It's murkier even than that. The new Marvel comic has one of the holocrons collected by a Hutt character mention "the Hundred-Year Darkness", which is from the EU as another term for what would later be known as the Second Great (Jedi) Schism. In the EU, those exiled/rage-quit fallen Jedi were the ones who found the Sith species, intermarried with them, and led to the Dark Lords of the Sith and the Sith Empire. Now the term is part of the canon, but the rest of it...? How far can we extrapolate, if at all? It's agonizing to have one bit of a story, but not know how much of the rest is still valid. *heh*
And that's just one example. They've peppered the new canon with a dropped name here, a mentioned reference there, a cameo appearance over there... but we can't take any more from it than just that specific datum until they include more. The general trend, though, is that they're working as fast as they can to organically include the good stuff, while quietly ignoring the... less-good stuff, from the distant past up through the end of ROTJ. It's only the stuff from that point on that's gone gone. Plus the lingering question of what that means for people, ships, etc., from that era that had activities that took place earlier in the EU -- notably Mara Jade. Thanks to Katie Lucas making Maul from Dathomir, now, instead of his old EU origin and training, those are now no longer Sith tattoos, so that's out. I think the Eyes of the Sith is still a thing, though. Which means, again, that Kylo and Snoke aren't Sith.

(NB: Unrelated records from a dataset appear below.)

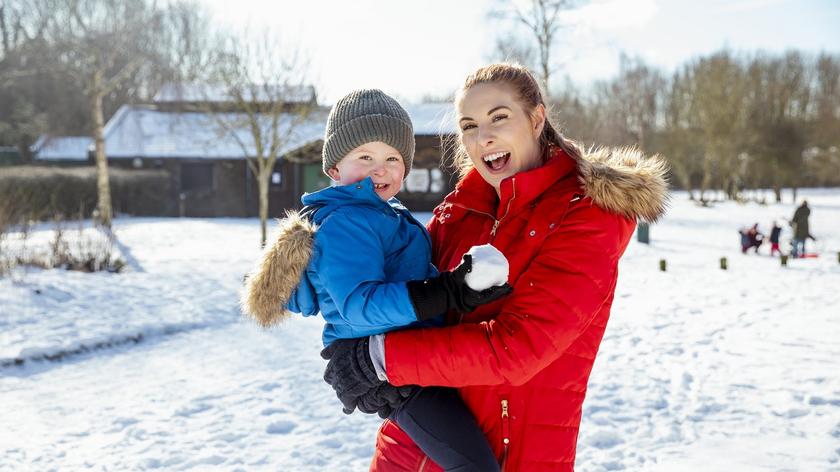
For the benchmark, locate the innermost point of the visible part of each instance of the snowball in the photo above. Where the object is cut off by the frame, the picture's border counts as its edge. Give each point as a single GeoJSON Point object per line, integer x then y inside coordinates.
{"type": "Point", "coordinates": [490, 267]}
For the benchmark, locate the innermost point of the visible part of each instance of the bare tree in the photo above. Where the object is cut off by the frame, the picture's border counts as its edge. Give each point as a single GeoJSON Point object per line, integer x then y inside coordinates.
{"type": "Point", "coordinates": [108, 42]}
{"type": "Point", "coordinates": [541, 18]}
{"type": "Point", "coordinates": [267, 87]}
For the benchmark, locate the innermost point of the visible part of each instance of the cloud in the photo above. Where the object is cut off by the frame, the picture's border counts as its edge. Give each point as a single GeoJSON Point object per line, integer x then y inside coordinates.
{"type": "Point", "coordinates": [610, 15]}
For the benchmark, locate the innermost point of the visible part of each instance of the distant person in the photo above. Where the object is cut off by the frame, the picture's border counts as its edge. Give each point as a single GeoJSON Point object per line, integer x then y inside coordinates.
{"type": "Point", "coordinates": [801, 230]}
{"type": "Point", "coordinates": [775, 233]}
{"type": "Point", "coordinates": [751, 238]}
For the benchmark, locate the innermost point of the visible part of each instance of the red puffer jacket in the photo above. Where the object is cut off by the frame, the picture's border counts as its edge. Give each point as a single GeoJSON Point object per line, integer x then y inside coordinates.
{"type": "Point", "coordinates": [522, 364]}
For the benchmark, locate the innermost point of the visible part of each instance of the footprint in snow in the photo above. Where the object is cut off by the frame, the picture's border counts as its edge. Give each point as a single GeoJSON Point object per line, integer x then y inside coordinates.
{"type": "Point", "coordinates": [269, 387]}
{"type": "Point", "coordinates": [281, 427]}
{"type": "Point", "coordinates": [605, 439]}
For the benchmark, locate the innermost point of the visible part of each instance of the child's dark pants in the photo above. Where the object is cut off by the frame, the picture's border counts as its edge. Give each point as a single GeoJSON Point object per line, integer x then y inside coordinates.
{"type": "Point", "coordinates": [442, 426]}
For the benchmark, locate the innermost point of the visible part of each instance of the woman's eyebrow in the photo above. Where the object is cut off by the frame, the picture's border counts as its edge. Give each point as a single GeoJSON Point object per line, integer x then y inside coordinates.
{"type": "Point", "coordinates": [494, 109]}
{"type": "Point", "coordinates": [497, 108]}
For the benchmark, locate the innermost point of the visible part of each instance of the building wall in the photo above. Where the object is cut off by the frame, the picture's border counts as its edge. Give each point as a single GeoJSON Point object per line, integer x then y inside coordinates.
{"type": "Point", "coordinates": [226, 187]}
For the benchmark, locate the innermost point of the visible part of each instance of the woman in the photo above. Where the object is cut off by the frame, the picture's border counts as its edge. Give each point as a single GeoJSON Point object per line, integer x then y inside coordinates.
{"type": "Point", "coordinates": [563, 221]}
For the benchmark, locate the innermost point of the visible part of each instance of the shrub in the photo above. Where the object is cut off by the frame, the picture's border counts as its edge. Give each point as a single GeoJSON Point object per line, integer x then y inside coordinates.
{"type": "Point", "coordinates": [40, 193]}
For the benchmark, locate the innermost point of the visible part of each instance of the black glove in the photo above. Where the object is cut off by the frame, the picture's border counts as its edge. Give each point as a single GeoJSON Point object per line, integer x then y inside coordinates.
{"type": "Point", "coordinates": [449, 291]}
{"type": "Point", "coordinates": [350, 371]}
{"type": "Point", "coordinates": [384, 399]}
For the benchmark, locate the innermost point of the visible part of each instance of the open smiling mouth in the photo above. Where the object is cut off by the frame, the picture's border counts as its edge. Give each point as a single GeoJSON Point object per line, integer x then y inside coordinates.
{"type": "Point", "coordinates": [496, 161]}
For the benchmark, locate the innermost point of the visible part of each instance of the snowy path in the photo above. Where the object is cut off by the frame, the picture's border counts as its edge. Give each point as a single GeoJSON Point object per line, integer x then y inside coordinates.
{"type": "Point", "coordinates": [700, 369]}
{"type": "Point", "coordinates": [220, 398]}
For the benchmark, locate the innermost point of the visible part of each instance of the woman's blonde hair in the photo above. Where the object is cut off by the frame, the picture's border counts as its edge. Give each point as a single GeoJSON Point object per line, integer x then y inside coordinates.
{"type": "Point", "coordinates": [529, 95]}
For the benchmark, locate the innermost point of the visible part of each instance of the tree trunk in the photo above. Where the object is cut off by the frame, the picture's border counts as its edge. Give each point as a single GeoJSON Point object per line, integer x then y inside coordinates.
{"type": "Point", "coordinates": [262, 184]}
{"type": "Point", "coordinates": [103, 187]}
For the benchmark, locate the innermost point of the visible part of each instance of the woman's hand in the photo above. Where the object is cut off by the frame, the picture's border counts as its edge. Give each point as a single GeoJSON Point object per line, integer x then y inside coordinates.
{"type": "Point", "coordinates": [450, 291]}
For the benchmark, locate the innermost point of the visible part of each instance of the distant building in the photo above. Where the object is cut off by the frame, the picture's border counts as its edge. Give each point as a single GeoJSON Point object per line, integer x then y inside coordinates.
{"type": "Point", "coordinates": [65, 150]}
{"type": "Point", "coordinates": [208, 169]}
{"type": "Point", "coordinates": [9, 156]}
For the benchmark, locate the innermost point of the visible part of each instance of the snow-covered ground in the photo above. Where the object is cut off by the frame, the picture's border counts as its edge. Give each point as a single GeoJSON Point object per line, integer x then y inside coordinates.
{"type": "Point", "coordinates": [700, 368]}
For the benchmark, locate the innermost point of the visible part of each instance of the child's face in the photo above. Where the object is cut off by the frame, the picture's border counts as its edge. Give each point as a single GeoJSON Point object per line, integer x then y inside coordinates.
{"type": "Point", "coordinates": [377, 160]}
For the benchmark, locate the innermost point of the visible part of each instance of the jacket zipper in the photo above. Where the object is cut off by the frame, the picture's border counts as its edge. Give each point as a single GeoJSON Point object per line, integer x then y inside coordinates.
{"type": "Point", "coordinates": [495, 221]}
{"type": "Point", "coordinates": [505, 432]}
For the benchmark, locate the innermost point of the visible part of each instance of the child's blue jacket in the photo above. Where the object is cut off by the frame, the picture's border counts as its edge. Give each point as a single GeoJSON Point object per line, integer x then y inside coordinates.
{"type": "Point", "coordinates": [364, 251]}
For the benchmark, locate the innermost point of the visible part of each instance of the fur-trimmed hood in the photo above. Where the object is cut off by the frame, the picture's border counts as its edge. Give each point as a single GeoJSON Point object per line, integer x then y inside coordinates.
{"type": "Point", "coordinates": [279, 270]}
{"type": "Point", "coordinates": [624, 181]}
{"type": "Point", "coordinates": [620, 180]}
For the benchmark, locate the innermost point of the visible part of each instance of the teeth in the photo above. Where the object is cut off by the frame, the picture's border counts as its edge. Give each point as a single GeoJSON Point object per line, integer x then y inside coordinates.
{"type": "Point", "coordinates": [493, 157]}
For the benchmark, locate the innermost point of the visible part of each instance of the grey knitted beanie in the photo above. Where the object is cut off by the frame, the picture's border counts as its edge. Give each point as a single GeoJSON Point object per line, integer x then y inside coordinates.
{"type": "Point", "coordinates": [365, 116]}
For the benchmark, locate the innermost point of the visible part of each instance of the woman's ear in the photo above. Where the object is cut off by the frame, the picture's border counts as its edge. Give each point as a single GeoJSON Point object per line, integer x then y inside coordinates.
{"type": "Point", "coordinates": [538, 119]}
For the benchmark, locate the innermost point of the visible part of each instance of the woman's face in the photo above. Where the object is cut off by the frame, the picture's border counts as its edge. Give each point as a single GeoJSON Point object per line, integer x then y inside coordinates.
{"type": "Point", "coordinates": [500, 137]}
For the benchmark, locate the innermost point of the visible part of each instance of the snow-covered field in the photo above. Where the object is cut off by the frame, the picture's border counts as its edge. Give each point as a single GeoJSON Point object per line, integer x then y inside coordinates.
{"type": "Point", "coordinates": [700, 369]}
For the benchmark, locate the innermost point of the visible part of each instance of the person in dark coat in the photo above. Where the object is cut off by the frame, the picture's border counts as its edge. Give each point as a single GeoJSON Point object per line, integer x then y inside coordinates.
{"type": "Point", "coordinates": [751, 238]}
{"type": "Point", "coordinates": [801, 231]}
{"type": "Point", "coordinates": [775, 232]}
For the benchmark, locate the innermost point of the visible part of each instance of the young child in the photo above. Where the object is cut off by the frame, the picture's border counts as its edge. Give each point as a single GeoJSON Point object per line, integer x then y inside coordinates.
{"type": "Point", "coordinates": [775, 232]}
{"type": "Point", "coordinates": [356, 255]}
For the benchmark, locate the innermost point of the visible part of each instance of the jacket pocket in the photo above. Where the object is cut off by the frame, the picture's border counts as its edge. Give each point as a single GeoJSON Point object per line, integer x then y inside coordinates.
{"type": "Point", "coordinates": [505, 432]}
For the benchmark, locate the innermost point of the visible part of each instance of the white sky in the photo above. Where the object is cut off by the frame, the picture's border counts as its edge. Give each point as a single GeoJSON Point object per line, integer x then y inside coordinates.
{"type": "Point", "coordinates": [416, 48]}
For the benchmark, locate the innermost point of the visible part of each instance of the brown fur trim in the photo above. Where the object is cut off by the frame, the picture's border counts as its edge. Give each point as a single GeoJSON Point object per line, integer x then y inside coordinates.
{"type": "Point", "coordinates": [623, 180]}
{"type": "Point", "coordinates": [278, 272]}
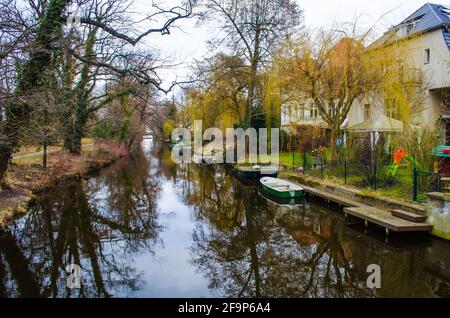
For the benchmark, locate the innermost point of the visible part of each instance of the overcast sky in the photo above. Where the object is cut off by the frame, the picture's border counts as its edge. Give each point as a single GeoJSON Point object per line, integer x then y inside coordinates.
{"type": "Point", "coordinates": [187, 44]}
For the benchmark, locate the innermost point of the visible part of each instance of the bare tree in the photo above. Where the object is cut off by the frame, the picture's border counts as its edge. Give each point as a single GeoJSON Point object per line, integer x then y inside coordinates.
{"type": "Point", "coordinates": [253, 29]}
{"type": "Point", "coordinates": [45, 49]}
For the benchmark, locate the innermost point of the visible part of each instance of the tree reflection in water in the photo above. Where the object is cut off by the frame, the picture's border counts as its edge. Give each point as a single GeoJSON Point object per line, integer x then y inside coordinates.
{"type": "Point", "coordinates": [99, 224]}
{"type": "Point", "coordinates": [248, 247]}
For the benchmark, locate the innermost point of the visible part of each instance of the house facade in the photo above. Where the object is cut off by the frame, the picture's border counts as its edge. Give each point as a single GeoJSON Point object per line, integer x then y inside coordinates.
{"type": "Point", "coordinates": [426, 38]}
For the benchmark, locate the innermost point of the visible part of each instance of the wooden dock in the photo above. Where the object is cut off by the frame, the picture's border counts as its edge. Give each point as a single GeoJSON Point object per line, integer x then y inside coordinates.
{"type": "Point", "coordinates": [327, 196]}
{"type": "Point", "coordinates": [369, 214]}
{"type": "Point", "coordinates": [386, 220]}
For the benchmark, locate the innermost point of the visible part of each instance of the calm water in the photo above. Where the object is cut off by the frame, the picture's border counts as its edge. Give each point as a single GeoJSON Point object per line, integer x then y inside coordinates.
{"type": "Point", "coordinates": [148, 228]}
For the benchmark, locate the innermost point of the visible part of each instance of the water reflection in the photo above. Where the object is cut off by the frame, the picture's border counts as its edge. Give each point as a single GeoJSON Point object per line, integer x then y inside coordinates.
{"type": "Point", "coordinates": [147, 227]}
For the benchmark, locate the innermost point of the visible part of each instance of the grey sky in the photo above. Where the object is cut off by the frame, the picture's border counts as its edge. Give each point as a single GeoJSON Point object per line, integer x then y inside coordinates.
{"type": "Point", "coordinates": [187, 44]}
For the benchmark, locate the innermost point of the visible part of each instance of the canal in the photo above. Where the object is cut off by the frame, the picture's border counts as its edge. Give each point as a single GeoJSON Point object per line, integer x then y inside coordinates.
{"type": "Point", "coordinates": [146, 227]}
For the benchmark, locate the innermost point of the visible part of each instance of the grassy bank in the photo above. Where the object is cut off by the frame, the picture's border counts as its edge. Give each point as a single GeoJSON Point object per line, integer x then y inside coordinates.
{"type": "Point", "coordinates": [27, 176]}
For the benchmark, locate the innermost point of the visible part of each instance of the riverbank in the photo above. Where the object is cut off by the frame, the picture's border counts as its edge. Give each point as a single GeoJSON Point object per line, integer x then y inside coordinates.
{"type": "Point", "coordinates": [28, 177]}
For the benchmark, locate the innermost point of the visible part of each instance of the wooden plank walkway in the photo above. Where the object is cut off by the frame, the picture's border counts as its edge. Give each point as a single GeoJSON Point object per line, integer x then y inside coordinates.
{"type": "Point", "coordinates": [387, 220]}
{"type": "Point", "coordinates": [370, 214]}
{"type": "Point", "coordinates": [331, 197]}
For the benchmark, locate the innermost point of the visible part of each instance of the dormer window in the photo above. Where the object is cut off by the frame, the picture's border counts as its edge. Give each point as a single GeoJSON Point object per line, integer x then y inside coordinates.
{"type": "Point", "coordinates": [427, 56]}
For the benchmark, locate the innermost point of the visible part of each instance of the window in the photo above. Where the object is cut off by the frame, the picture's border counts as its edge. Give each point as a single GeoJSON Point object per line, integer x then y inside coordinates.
{"type": "Point", "coordinates": [427, 56]}
{"type": "Point", "coordinates": [391, 109]}
{"type": "Point", "coordinates": [366, 112]}
{"type": "Point", "coordinates": [301, 111]}
{"type": "Point", "coordinates": [313, 111]}
{"type": "Point", "coordinates": [332, 109]}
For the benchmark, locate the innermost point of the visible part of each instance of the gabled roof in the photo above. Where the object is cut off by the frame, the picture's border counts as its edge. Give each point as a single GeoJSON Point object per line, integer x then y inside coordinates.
{"type": "Point", "coordinates": [428, 17]}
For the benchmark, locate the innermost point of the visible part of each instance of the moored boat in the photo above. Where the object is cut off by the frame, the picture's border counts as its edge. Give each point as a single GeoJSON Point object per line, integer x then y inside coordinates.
{"type": "Point", "coordinates": [256, 172]}
{"type": "Point", "coordinates": [281, 188]}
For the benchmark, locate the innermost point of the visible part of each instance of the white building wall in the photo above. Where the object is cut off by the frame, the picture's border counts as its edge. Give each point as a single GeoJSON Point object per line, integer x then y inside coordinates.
{"type": "Point", "coordinates": [436, 73]}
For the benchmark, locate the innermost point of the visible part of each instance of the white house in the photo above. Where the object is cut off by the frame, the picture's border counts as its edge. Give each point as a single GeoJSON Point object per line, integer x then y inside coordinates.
{"type": "Point", "coordinates": [427, 37]}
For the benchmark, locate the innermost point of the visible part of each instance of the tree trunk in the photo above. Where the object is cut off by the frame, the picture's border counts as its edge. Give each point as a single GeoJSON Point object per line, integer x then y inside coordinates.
{"type": "Point", "coordinates": [44, 158]}
{"type": "Point", "coordinates": [335, 133]}
{"type": "Point", "coordinates": [30, 77]}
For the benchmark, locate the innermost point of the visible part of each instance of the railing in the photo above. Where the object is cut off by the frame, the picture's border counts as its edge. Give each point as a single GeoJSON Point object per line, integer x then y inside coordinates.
{"type": "Point", "coordinates": [424, 178]}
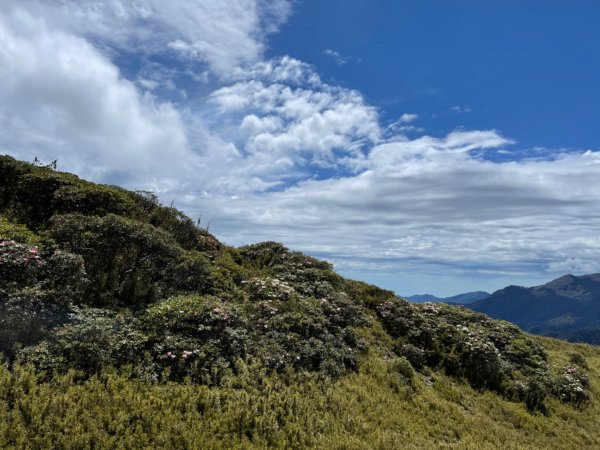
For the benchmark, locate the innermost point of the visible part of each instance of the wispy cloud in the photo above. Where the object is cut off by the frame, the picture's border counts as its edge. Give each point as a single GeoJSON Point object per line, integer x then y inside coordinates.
{"type": "Point", "coordinates": [270, 151]}
{"type": "Point", "coordinates": [339, 59]}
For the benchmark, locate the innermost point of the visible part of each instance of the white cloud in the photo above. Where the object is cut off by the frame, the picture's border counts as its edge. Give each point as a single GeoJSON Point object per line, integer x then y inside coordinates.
{"type": "Point", "coordinates": [339, 59]}
{"type": "Point", "coordinates": [62, 97]}
{"type": "Point", "coordinates": [408, 118]}
{"type": "Point", "coordinates": [248, 149]}
{"type": "Point", "coordinates": [224, 33]}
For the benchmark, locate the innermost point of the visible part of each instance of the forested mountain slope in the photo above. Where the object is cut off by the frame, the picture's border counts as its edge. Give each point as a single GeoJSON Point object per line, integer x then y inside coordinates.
{"type": "Point", "coordinates": [123, 323]}
{"type": "Point", "coordinates": [566, 308]}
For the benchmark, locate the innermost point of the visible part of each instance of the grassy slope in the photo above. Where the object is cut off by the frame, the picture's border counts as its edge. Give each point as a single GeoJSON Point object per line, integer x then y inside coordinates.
{"type": "Point", "coordinates": [252, 407]}
{"type": "Point", "coordinates": [369, 409]}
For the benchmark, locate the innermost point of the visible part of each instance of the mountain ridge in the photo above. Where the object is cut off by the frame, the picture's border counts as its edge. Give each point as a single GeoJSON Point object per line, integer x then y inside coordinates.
{"type": "Point", "coordinates": [121, 319]}
{"type": "Point", "coordinates": [567, 307]}
{"type": "Point", "coordinates": [463, 299]}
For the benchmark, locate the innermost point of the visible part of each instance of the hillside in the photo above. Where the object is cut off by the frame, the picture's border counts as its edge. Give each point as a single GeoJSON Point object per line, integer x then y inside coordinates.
{"type": "Point", "coordinates": [460, 299]}
{"type": "Point", "coordinates": [566, 308]}
{"type": "Point", "coordinates": [122, 323]}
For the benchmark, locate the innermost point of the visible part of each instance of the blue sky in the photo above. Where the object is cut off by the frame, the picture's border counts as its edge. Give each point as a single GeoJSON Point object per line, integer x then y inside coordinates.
{"type": "Point", "coordinates": [425, 146]}
{"type": "Point", "coordinates": [528, 68]}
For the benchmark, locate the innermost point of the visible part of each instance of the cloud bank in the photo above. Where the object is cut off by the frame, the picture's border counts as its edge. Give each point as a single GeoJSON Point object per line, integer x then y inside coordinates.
{"type": "Point", "coordinates": [178, 97]}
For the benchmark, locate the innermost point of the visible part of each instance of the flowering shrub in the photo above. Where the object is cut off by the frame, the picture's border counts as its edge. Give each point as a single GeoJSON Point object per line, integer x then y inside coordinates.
{"type": "Point", "coordinates": [20, 264]}
{"type": "Point", "coordinates": [487, 352]}
{"type": "Point", "coordinates": [572, 385]}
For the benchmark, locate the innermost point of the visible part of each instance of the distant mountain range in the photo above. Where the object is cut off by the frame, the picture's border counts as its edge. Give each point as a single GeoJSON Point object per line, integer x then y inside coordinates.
{"type": "Point", "coordinates": [566, 308]}
{"type": "Point", "coordinates": [460, 299]}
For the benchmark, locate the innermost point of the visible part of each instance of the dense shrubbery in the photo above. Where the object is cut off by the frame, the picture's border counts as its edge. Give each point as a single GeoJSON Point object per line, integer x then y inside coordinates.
{"type": "Point", "coordinates": [94, 278]}
{"type": "Point", "coordinates": [129, 263]}
{"type": "Point", "coordinates": [490, 354]}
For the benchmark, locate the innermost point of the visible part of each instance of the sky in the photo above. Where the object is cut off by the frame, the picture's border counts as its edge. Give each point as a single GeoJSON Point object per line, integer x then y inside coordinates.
{"type": "Point", "coordinates": [426, 146]}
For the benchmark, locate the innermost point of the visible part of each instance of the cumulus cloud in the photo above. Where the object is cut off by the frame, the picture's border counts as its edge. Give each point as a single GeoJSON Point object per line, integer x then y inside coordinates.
{"type": "Point", "coordinates": [265, 149]}
{"type": "Point", "coordinates": [224, 34]}
{"type": "Point", "coordinates": [60, 96]}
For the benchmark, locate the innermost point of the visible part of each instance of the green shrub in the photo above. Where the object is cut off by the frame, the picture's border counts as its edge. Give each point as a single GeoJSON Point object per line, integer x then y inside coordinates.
{"type": "Point", "coordinates": [129, 263]}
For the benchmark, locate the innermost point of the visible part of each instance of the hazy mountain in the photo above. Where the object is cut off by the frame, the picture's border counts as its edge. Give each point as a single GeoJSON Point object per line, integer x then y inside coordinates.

There might be some things we could glean from the films and Clone Wars, had George not been so sloppy with his writing (e.g., Palpatine -- no Darth whatever -- originally referred, repeatedly, to Luke's lightsaber being a Jedi weapon, didn't use one to try to execute him, and the descriptions George gave for the Emperor was that he was all shriveled up and sickly looking due to being devoured from the inside by the Dark Side... then he forgot all that in the Prequels, and now he's "Darth Sidious", carries a lightsaber, which he uses to fight, and his messed-up face is now due to Force lightning, even though Luke exhibited none of those signs after being hit by far more of said Force lightning...). Good stories, bad execution, by and large. Many contradictions introduced, which we the fans now have to rationalize or try to ignore. But it makes connecting the dots harder than it might otherwise have been.
Also, it hit me the other day... People have griped about George repeating himself all the way back to when Our Heroes had to "blow up another Death Star" all the way back in ROTJ. That, to me, was one of the bigger indications of George needing good writers working with him. He'd lifted the Death Star from the end of that story arc to put in Star Wars, since he had no expectation of ever making enough off Star Wars to warrant a sequel, let alone multiples. So when he got to that point, rather than come up with something new... he just used a bigger Death Star. Then he intentionally paralleled the original Star Wars story in TPM, saying in planning sessions "it's like a poem -- it rhymes". Now I realize what he was trying to say, if he were wise in the ways of music...
Star Wars is a canon. I don't mean that in the way we normally talk about canon on here. I mean it in the musical sense. Go listen to one of the most famous -- Pachelbel's Canon in D -- and you'll hear what I'm talking about. Or much of Vangelis' music. A canon takes a simple theme and then, through repetition, builds on it, making it more elaborate and adding something new each time. The Prequels handled this clumsily, but it's there. Now TFA is the newest repetition of the theme, with the familiar elements being incidental background against which the new is placed. Neither would work without the other. The new needed the context of the old, the old needed the novelty of the new, and they're interwoven.
Yet again, I agree that it couldashoulda been handled a little differently, as far as conveying crucial... need-to-know... information! But I assert even more strongly that if all you saw was the repeated theme from earlier in the saga, you're listening to a rock song and only hearing the bass line. I can't tell you how to watch it, but you're missing a lot that is actually there.